Stem up will indeed be lighter, but almost everyone goes with stem down because it looks better. The difference isn't worth worrying about in either case.


----------



## FTR (Sep 20, 2006)

fueledbymetal said:


> The engineer in me thinks keeping the stem flipped up with fewer spacers is the lightest & most rigid approach, but a roadie friend of mine said it's better to flip the stem down but use more spacers for a given reach. With the stem up I'm using 25mm of spacers. Is there a "right" answer in my case?


I am going to come across as an ass here but if you have to run that much spacers with the stem flipped up then the frame geometry does not suit you and you need a frame with a taller stack.
If you try to flip the stem down you will possibly end up with 35 - 40mm of spacers which is far too much IMO.


----------



## Guest (Nov 15, 2011)

fueledbymetal said:


> The engineer in me thinks keeping the stem flipped up with fewer spacers is the lightest & most rigid approach, but a roadie friend of mine said it's better to flip the stem down but use more spacers for a given reach. With the stem up I'm using 25mm of spacers. Is there a "right" answer in my case?
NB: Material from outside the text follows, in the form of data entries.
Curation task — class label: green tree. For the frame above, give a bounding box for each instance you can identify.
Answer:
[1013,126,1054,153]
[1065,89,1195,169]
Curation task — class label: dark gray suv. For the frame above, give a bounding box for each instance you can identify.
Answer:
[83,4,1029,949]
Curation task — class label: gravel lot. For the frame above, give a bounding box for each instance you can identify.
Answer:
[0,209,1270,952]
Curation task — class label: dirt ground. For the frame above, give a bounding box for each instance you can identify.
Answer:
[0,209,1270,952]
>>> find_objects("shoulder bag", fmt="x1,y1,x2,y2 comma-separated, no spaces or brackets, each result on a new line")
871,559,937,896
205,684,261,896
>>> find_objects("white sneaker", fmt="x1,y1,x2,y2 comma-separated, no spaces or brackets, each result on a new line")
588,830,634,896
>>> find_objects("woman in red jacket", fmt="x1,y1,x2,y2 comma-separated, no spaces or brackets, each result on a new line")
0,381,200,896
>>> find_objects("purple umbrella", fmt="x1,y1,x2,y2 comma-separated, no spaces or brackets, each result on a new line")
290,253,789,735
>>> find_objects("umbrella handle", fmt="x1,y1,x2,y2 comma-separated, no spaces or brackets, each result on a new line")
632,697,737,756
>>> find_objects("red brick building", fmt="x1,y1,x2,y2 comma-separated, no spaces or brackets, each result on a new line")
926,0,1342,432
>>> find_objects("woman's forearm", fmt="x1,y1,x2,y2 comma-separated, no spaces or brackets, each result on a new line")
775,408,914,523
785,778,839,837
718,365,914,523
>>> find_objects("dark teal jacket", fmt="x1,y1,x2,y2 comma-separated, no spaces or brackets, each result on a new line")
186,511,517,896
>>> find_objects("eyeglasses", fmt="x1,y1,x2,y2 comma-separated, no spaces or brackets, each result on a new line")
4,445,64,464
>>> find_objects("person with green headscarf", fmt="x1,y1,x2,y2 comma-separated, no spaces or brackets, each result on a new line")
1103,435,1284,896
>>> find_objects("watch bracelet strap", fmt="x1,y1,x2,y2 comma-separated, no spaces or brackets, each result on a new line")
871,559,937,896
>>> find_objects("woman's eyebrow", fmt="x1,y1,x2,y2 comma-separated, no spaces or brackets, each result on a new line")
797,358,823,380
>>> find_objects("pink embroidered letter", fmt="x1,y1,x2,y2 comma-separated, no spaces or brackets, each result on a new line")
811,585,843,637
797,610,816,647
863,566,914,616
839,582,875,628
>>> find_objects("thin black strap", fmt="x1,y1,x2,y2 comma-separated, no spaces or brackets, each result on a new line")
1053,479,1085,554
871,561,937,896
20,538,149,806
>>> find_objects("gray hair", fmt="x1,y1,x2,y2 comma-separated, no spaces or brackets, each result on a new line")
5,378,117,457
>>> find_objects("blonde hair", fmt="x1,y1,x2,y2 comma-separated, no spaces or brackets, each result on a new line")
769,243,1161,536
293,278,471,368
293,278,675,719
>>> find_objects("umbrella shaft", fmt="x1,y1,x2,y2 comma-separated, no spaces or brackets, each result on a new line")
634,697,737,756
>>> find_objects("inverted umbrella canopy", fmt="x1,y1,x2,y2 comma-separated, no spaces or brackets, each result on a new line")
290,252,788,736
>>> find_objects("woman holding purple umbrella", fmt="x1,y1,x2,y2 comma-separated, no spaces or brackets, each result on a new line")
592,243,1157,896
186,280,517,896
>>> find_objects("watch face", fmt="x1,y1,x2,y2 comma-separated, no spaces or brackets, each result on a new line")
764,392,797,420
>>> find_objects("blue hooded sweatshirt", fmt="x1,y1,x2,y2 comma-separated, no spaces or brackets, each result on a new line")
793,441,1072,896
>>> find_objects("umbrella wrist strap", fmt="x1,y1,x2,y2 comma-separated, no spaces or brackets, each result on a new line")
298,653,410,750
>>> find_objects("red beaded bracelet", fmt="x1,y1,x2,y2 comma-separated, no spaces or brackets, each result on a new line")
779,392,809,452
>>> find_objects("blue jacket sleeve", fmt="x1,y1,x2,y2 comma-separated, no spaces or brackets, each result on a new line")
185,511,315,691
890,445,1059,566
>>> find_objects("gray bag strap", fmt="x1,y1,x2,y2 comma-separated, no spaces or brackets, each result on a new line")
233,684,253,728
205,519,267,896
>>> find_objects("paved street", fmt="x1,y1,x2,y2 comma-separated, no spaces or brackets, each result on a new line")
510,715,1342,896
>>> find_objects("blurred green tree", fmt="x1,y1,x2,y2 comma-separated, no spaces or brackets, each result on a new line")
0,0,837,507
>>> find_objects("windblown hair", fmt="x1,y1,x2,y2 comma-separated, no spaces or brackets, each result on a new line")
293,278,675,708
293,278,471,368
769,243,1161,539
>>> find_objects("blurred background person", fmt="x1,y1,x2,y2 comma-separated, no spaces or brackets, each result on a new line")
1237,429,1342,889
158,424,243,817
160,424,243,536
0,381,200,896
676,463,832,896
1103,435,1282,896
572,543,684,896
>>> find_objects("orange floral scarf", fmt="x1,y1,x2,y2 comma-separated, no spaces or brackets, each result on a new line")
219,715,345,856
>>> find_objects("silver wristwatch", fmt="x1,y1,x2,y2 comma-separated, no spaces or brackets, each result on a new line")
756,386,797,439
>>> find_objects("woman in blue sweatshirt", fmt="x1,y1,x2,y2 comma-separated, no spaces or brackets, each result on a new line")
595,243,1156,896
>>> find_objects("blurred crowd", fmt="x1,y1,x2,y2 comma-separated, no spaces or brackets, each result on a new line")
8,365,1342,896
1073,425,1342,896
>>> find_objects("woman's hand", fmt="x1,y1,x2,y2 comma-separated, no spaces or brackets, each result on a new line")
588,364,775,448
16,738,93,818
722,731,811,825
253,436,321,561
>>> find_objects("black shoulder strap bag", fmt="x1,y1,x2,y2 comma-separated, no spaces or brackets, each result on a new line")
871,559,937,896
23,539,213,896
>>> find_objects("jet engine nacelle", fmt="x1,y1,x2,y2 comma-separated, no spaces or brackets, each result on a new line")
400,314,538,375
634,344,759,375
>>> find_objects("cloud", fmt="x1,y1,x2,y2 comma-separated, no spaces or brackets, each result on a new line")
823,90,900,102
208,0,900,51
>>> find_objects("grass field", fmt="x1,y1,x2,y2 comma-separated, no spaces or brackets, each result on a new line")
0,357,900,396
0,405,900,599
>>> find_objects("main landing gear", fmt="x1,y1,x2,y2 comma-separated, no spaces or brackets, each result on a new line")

I agree with the "engineer in me" on this matter, myself (which is probably why I look like a complete Fred out on the road...). Stem up, shorter spacer stack. The typical steerer/fork combo that looks like a giant "7" always looked weird to me on any bike that doesn't have the handlebars slammed right against the headtube. 

I have 15mm of spacer +6 degree, steerer cut so that there is room for one 5mm spacer above the stem. I think this looks better than 36mm of spacers and -6 degree, which would produce an identical Handlebar position. It feels like I'd be a lot less likely to impale myself in a crash with a cut steerer tube and rising stem.



> I am going to come across as an ass here but if you have to run that much spacers with the stem flipped up then the frame geometry does not suit you and you need a frame with a taller stack.
> If you try to flip the stem down you will possibly end up with 35 - 40mm of spacers which is far too much IMO.


In my case, I couldn't find an OEM bike with a correct headtube height and top-tube length for me that didn't have some other kind of fit or handling drawback. I would ideally want something like 55cm frame with a 52-53cm effective top tube. (I'm running a 52cm frame w/ 53 ETT)

Only things I saw that came close were hybrid/MTB style frames (but with drop bars) with severely sloping top tubes. But those usually also had longer wheelbases, and due to the sloping top-tube, did not let me to tuck my knees against the frame when descending or cornering hard.


----------



## willieboy (Nov 27, 2010)

For me it's been a progression. I started with my stem at the top and have slowly worked my way to one spacer left. At some point I will take out the last spacer and will have the big stack on top. While I think it looks little off in that configuration, It will be the last adjustment before I "flip the stem" and put some spacers back under it. The other side of this is the reach calculation. When I flip the stem over, the reach will be slightly longer. Being new to the sport (13 months) I have found these small adjustments over time to be beneficial to the overall progression of a more aero position while staying in my flexibility zone. This coming from a 52 year old man who couldn't touch his toes a year ago


----------



## AndrwSwitch (May 28, 2009)

Flipped up with fewer spacers vs. flipped down with more is a wash if you only change the spacer count by whatever it takes to keep the handlebar in the same place.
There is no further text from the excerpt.